Saint-Martin : selon l’histoire, la guerre du BTP n’aura pas lieu

Igor Rembotte
Par Igor Rembotte 18 Sep 2013 13:21

Saint-Martin : selon l’histoire, la guerre du BTP n’aura pas lieu

180913-ChirurgienFacebook regorge décidément de perles en tous genres. En la matière, Christophe Henocq, sans doute l’un des plus au fait des réalités de l’histoire Saint-Martinoise, et par ailleurs Conseiller Territorial, s’est fendu d’un post tout à fait croustillant et dont la légèreté nous invite à partager le contenu en cette période de forte tension.

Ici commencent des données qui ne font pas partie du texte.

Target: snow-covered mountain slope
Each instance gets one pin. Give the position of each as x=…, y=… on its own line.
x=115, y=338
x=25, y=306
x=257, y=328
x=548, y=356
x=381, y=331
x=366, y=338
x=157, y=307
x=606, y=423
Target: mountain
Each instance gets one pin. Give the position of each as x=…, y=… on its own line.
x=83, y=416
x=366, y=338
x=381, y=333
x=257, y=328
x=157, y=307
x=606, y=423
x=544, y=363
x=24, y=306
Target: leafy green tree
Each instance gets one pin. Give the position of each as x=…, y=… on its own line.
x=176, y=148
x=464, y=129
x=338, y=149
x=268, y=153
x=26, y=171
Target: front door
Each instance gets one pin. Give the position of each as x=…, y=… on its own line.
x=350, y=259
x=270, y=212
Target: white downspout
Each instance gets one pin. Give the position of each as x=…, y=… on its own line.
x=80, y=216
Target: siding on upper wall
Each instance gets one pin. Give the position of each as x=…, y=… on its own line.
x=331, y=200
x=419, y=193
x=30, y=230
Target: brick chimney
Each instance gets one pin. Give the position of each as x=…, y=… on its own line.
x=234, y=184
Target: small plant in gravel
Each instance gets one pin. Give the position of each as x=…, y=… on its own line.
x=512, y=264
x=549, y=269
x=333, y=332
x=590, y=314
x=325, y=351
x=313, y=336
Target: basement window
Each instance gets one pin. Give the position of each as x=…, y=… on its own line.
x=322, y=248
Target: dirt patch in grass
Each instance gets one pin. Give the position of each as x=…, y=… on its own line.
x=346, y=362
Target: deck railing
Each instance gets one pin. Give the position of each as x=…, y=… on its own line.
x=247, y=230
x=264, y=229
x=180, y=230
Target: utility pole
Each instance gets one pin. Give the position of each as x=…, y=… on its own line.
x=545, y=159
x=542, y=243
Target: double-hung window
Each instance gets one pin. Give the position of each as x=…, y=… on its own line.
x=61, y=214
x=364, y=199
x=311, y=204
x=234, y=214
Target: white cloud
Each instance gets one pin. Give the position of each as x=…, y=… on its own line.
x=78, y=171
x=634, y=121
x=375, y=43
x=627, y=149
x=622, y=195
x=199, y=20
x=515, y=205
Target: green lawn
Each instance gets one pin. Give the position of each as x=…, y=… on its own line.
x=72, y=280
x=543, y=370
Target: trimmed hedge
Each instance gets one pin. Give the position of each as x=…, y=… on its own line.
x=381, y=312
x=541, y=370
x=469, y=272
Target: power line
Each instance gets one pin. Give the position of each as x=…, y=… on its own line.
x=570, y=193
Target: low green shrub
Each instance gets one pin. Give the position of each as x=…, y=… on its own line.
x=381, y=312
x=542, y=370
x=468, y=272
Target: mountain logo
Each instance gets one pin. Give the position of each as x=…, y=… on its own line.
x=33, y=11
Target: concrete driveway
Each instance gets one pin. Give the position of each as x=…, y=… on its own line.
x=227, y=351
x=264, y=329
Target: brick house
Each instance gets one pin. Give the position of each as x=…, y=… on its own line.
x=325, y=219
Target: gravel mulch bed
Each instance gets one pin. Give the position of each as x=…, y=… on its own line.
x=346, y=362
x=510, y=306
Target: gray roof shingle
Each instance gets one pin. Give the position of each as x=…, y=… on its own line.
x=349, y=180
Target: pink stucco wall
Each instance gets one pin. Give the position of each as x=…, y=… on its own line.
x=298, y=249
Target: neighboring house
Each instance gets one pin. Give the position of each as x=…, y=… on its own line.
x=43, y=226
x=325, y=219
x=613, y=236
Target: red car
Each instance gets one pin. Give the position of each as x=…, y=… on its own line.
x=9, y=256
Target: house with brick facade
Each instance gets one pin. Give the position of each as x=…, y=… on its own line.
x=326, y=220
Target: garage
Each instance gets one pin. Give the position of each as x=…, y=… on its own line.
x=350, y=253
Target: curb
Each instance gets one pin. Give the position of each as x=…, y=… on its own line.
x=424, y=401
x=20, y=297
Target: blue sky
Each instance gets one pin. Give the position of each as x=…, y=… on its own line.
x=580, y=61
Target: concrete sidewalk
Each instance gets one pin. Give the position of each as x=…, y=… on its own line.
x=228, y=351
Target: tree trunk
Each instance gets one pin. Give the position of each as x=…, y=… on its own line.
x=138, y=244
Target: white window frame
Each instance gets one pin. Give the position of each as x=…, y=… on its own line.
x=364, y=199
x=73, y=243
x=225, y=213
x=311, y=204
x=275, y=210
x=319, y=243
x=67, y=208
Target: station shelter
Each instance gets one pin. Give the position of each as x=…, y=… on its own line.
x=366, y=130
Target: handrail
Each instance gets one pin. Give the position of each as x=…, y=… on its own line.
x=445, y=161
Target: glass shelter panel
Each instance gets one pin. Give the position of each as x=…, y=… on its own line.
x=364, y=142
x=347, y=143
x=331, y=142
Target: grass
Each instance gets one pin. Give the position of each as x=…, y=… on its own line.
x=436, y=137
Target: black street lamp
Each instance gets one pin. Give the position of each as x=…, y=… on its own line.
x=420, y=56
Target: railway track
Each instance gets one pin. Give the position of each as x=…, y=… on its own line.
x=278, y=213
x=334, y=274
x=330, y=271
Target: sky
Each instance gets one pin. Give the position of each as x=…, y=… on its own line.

Ce post est passablement d’actualité puisqu’il évoque les relations Franco-Hollandaise d’antan, jolie parabole à notre guerre du béton et aux mouvements sociaux aux développements potentiellement durs.

Les références historiques sont incertaines, mais l’anecdote est sympathique et l’histoire éclairante.


“Le Magasin Pittoresque”, publié sous la direction d’Edouard Chardon en 1844, extrait :

LE CHIRURGIEN DE SAINT-MARTIN – Anecdote

Il existe près de la Guadeloupe, une petite île nommée Saint-Martin, où le Hollandais et les Français s’établirent, en même temps, vers 1648. Les premiers occupaient la partie méridionale, moins montueuse, mais plus stérile ; les seconds la partie septentrionale, pleine d’étroites vallées et de plateaux étagés où réussissaient toutes les plantations.

Par suite de ce partage, nos colons s’occupèrent de la culture des terres, tandis que leurs voisins se livrèrent exclusivement à la fabrication de chaussures. Hommes, femmes, enfants, blancs, nègres et quarterons, tous, dans le quartier hollandais, coupaient le cuir, ou le battaient, ou le cousaient. Aussi parlait-on des souliers de Saint-Martin, comme du lard de la Rochelle, de la poudre de Cherbourg, du bœuf salé d’Irlande, des eaux-de-vie de Nantes et de Cognac. Saint-Martin chaussait tous les pieds susceptibles de chaussures, depuis le dixième degré de latitude jusqu’au trentième.

Quand au quartier français, il cultivait le manioc, le tabac, le café, qu’il échangeait contre les produits d’Europe.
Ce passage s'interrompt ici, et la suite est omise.